So clearly I either need to ignore them or just throw them all under the bus. But I can’t do either one and I’m stuck.

Rain said 7 years, 6 months ago:

To be friends with someone, you don’t need to have things in common. I understand it might seem easier when you do, but it can also be interesting when you don’t. There’s a variety of people and it can also be interesting when someone is the complete opposite. Sometimes opposites attract. I don’t think you should ignore them nor throw them under the bus. It’s good that you want to move on. You can always try to encourage them to do the same or just be there for them and someday they’ll find their light too. In the end it’s your choice, so it’s up to you to decide.

rinseandrep said 7 years, 6 months ago:

Yeah, being so bothered by what other people are doing about their problems, sounds codependent. I think the problem-free friend is a white whale you can look for all your life, if that’s what you need to finally be satisfied, you’ll never be satisfied.

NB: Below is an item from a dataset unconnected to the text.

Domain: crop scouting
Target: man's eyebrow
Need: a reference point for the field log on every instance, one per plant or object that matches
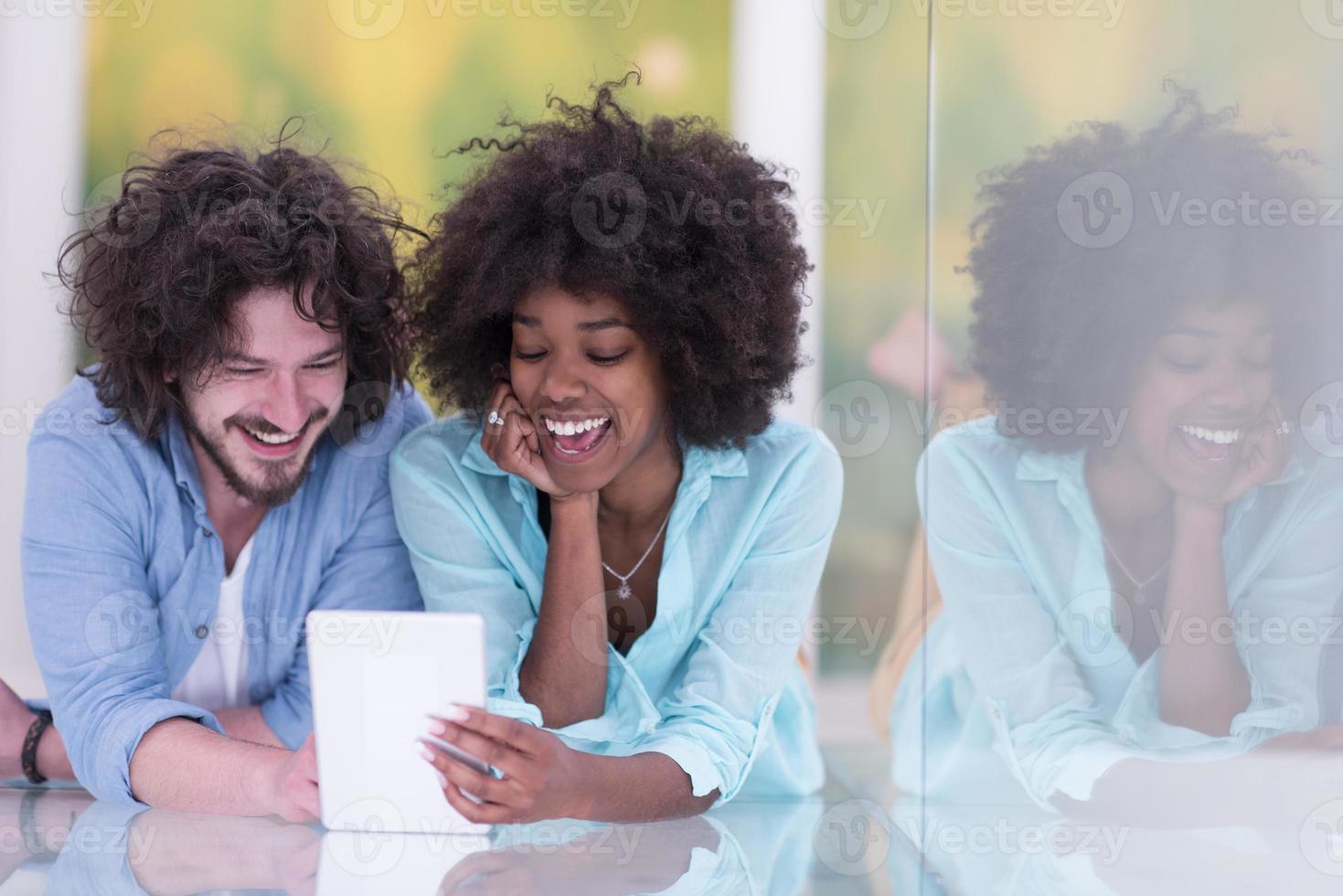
(240, 357)
(334, 349)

All one can do is working on not being as bothered by other people’s problems, not as much that it becomes what one does instead of handling their own problems.

On the other hand, if you have a grip on everything and want to look for people that have problems but also seem to have a better grip on them than your current friends, that sounds reasonable and worth looking in.

wingsofeagles said 7 years, 6 months ago:

I definitely WANT to be there for them. Problem is they never let ANYONE be there for them. So what am I supposed to do? They don’t want anyone there, yet they get mad when I tell them I don’t want them there?

I should have been more clear: I want people in my life who have recognized they have/had issues and have overcome them. Yes, that falls under “people who have a better grip.” I’m just worried I’ll lose some people who have been my friends for a long, long time if I do that.